Le immagini tv non ci aiutano a capire. E’ come se una nebbia le sottraesse ad ogni sguardo indagatore. Botta e risposta non si corrispondono, appartengono a due mondi diversi.
Che cos’è la Bce per Napoli, e Napoli per la Bce?, si domanderebbe il Principe Amleto.
Si ha l’impressione che la gente non sappia nemmeno cosa sia esattamente una banca centrale, quale sia il suo fondamento di diritto, quali siano le sue mansioni e da dove le venga il potere di metterle in atto.
Si sa che questo potere c’è, che è molto forte, ma la confusione è ugualmente grande. Le facce dei manifestanti di Napoli, più che rabbia esprimevano un profondo spaesamento: perché mai, secondo quali regole condivise questo potere estraneo ha il diritto di esercitarsi su di noi, sulla nostra vita?
C’è uno sbalordimento generale, come se si fosse tornati al tempo della dominazione straniera — e così è, in un certo senso. L’Europa sta rischiando di (ri)diventare una serie di città-stato, estranee le une alle altre se non fosse per la vicinanza geografica (perché l’Europa è piccola), per i beni culturali, per il progetto Erasmus, per la migrazione dei giovani in cerca di lavoro.
Eppure l’Europa fu un vero miracolo della storia. Prima creazione politica originale della civiltà medievale, essa sorse e di affermò in un tempo in cui le comunicazioni erano precarie, e mettersi per strada un’avventura.
Il Papa, l’università e il sogno imperiale furono i tre elementi su cui si fondò la sua esistenza. L’accoglienza e la bellezza (che sono per molti aspetti la stessa cosa) furono di casa qui come in nessun’altra parte del mondo.

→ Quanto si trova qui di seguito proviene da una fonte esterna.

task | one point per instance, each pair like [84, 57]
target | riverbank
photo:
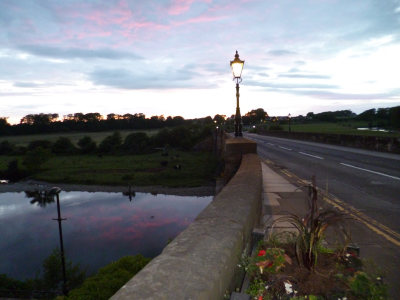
[28, 185]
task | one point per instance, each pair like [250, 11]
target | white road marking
[366, 170]
[285, 148]
[311, 155]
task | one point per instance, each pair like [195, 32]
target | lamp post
[55, 191]
[237, 67]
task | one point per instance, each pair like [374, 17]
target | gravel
[28, 185]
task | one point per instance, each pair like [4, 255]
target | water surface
[100, 227]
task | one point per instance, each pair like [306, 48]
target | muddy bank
[39, 185]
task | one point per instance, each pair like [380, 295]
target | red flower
[261, 253]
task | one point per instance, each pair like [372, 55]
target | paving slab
[281, 196]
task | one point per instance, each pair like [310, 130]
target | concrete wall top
[201, 263]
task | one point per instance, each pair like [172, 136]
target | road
[366, 180]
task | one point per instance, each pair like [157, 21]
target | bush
[275, 127]
[111, 144]
[87, 145]
[109, 279]
[63, 145]
[35, 158]
[136, 142]
[45, 144]
[14, 173]
[6, 148]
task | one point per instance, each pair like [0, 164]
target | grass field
[198, 169]
[23, 140]
[339, 128]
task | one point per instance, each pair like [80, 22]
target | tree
[39, 119]
[4, 126]
[367, 115]
[52, 273]
[6, 148]
[136, 142]
[394, 116]
[45, 144]
[63, 145]
[219, 119]
[34, 159]
[87, 145]
[111, 143]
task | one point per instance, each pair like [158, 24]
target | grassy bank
[339, 128]
[197, 169]
[24, 140]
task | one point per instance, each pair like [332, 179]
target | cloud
[281, 52]
[70, 53]
[309, 76]
[123, 78]
[328, 95]
[290, 86]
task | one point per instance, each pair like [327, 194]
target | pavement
[281, 193]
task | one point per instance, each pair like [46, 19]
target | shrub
[109, 279]
[63, 145]
[87, 145]
[45, 144]
[136, 142]
[35, 158]
[275, 127]
[111, 144]
[6, 148]
[312, 229]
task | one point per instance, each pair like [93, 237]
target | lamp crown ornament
[237, 67]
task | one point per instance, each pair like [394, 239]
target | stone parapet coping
[201, 263]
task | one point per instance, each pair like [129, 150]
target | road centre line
[366, 170]
[285, 148]
[311, 155]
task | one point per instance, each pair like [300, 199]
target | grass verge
[339, 128]
[197, 169]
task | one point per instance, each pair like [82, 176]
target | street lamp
[55, 191]
[237, 67]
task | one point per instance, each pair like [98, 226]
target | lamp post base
[238, 127]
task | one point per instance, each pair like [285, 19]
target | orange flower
[261, 253]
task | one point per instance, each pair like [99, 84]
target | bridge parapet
[201, 263]
[233, 150]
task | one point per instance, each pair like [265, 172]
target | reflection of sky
[100, 228]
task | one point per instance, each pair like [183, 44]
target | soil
[321, 281]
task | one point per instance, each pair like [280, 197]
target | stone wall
[201, 263]
[384, 144]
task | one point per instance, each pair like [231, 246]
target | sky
[172, 57]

Ora, questa immagine gloriosa si trova alla fine del tramonto, prima della notte. Un amico paragonava tutto questo a una casa con un morto dentro, che tutti si rifiutano di considerare morto, anche se presto l’odore li obbligherà a ricredersi — ma allora sarà troppo tardi.
Eppure, il progetto di convivenza che diede vita all’Europa cristiana fu così grande da non essersi dissolto del tutto.
Ho visto alcuni giorni fa un film-documentario che ha riscosso notevole successo all’ultimo festival di Venezia, Io sto con la sposa, dove un gruppo di esuli siriani cerca, dall’Italia, di raggiungere la Svezia, che com’è noto concede la cittadinanza ai profughi di guerra.
Un gruppo misto italo-arabo decide di accompagnare in macchina (con grave rischio per gli italiani) questi poveretti in un viaggio che da Milano li porterà, attraverso Francia Germania e Danimarca, a destinazione. Il titolo si riferisce all’escamotage trovato per poter passare le dogane: un ragazzo e una ragazza del gruppo si travestono da sposi, così che tutto il gruppo si muove come un corteo nuziale.
Colpisce, in questo film — oltre al racconto, mai scontato, che ciascun viaggiatore porta con sé — il contrasto tra un’Europa piovosa e indifferente e l’accoglienza che gruppi di amici delle nazionalità e fedi più diverse riserva a queste persone, al loro arrivo in Francia come in Germania.
Le tappe intermedie, i pernottamenti, le cene di benvenuto sono la cosa più bella del film perché in questi momenti rinasce, come per una nostalgia invincibile, la bellezza di un destino condiviso — magari solo per il breve momento di una cena insieme, di un ballo o di una cantata di augurio, di uno scambio di esperienze tra gente che, presumibilmente, non si incontrerà mai più nella vita.
Io credo profondamente in questa nostalgia, nella quale il progetto europeo, fondato sull’idea (mai scontata) di Bene Comune, rinasce nella memoria, sconfiggendo almeno per poco il particolarismo avido e protervo, capace solo di fare cose brutte, nel quale rischiamo ogni giorno di cadere.